The United States District Court for the District of Nebraska entered judgment upholding the Board of Patent Appeals and Interferences' decision granting priority to Snyder. Heil appealed. Snyder filed a cross-appeal seeking review of portions of an interlocutory ruling that admitted evidence proffered by Heil over Snyder's objections.

Snyder concedes that the district court's judgment "is in favor of Snyder on all ultimate issues." However, Snyder "seeks to insure that it can, if necessary, urge error in the district court's evidentiary ruling." It appears that Snyder's cross-appeal was filed as a protective measure to preserve its right to contest the district court's ruling on the admission of certain evidence.

In United States v. American Ry. Express Co., 265 U.S. 425, 435 (1924), the Supreme Court stated:

[It is well-settled] that the appellee may, without taking a cross-appeal, urge in support of a decree any matter appearing in the record, although his argument may involve an attack upon the reasoning of the lower court or an insistence upon matter overlooked or ignored by it.

Although Snyder acknowledges this basic doctrine, it states that filing a cross-appeal would be both "permissible and desirable." We disagree. Like the filing of the cross appeal in Datascope Corp. v. SMEC, Inc., 879 F.2d 820, 822, n. 1 (Fed. Cir. 1989), Snyder's "filing of its cross-appeal for the sole purpose of preserving its right to offer arguments in support of the judgment is improper." Snyder may present arguments that any evidentiary rulings were wrong as an appellee. The practical effect of this order is that the court will treat Snyder's red brief as an appellee's brief rather than a cross-appellant's brief. However, Snyder is not entitled to file a cross-appellant's reply brief. Accordingly, the court will disregard the fourth brief filed, Snyder's reply brief.

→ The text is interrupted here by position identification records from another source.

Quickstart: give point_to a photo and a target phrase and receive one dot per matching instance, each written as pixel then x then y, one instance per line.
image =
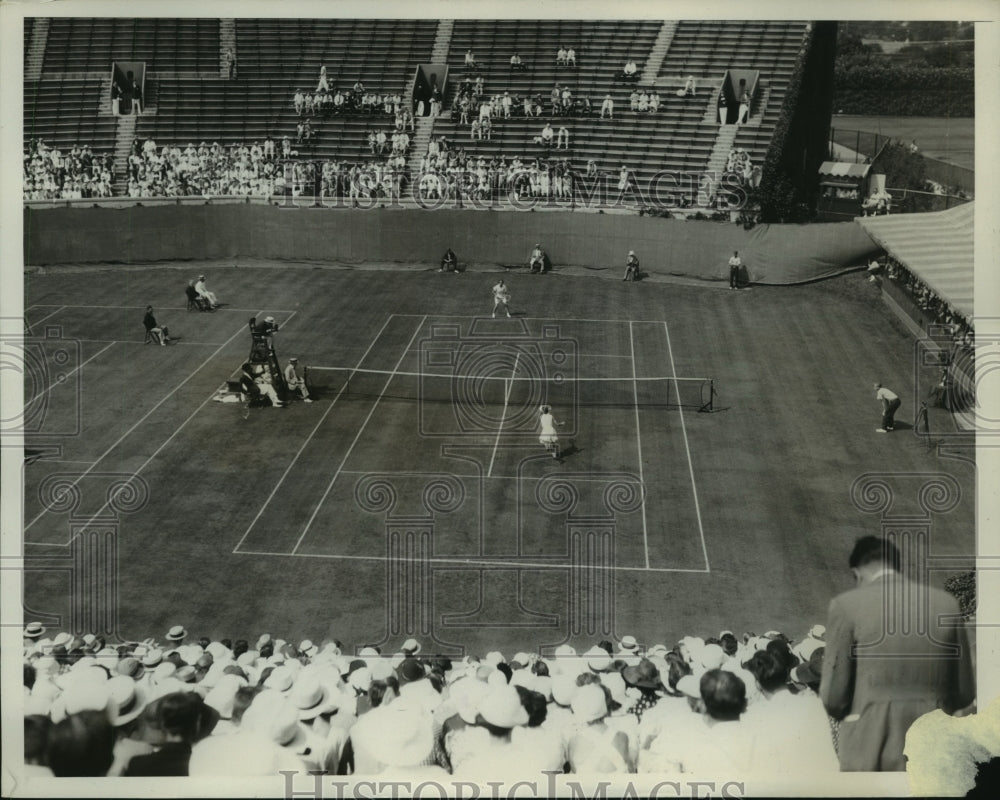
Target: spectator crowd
pixel 202 707
pixel 717 705
pixel 49 173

(1) Heil's motion to dismiss Snyder's cross-appeal, No. 92-1127, is granted.

(2) Snyder's red brief will be treated as its appellee's brief.

(3) Snyder's reply brief will be disregarded.

(4) Heil's motion to strike a portion of Snyder's reply brief is moot.

(5) The revised official caption shall delete appeal no. 92-1127 from the heading and designate Snyder as a "Defendant-Appellee."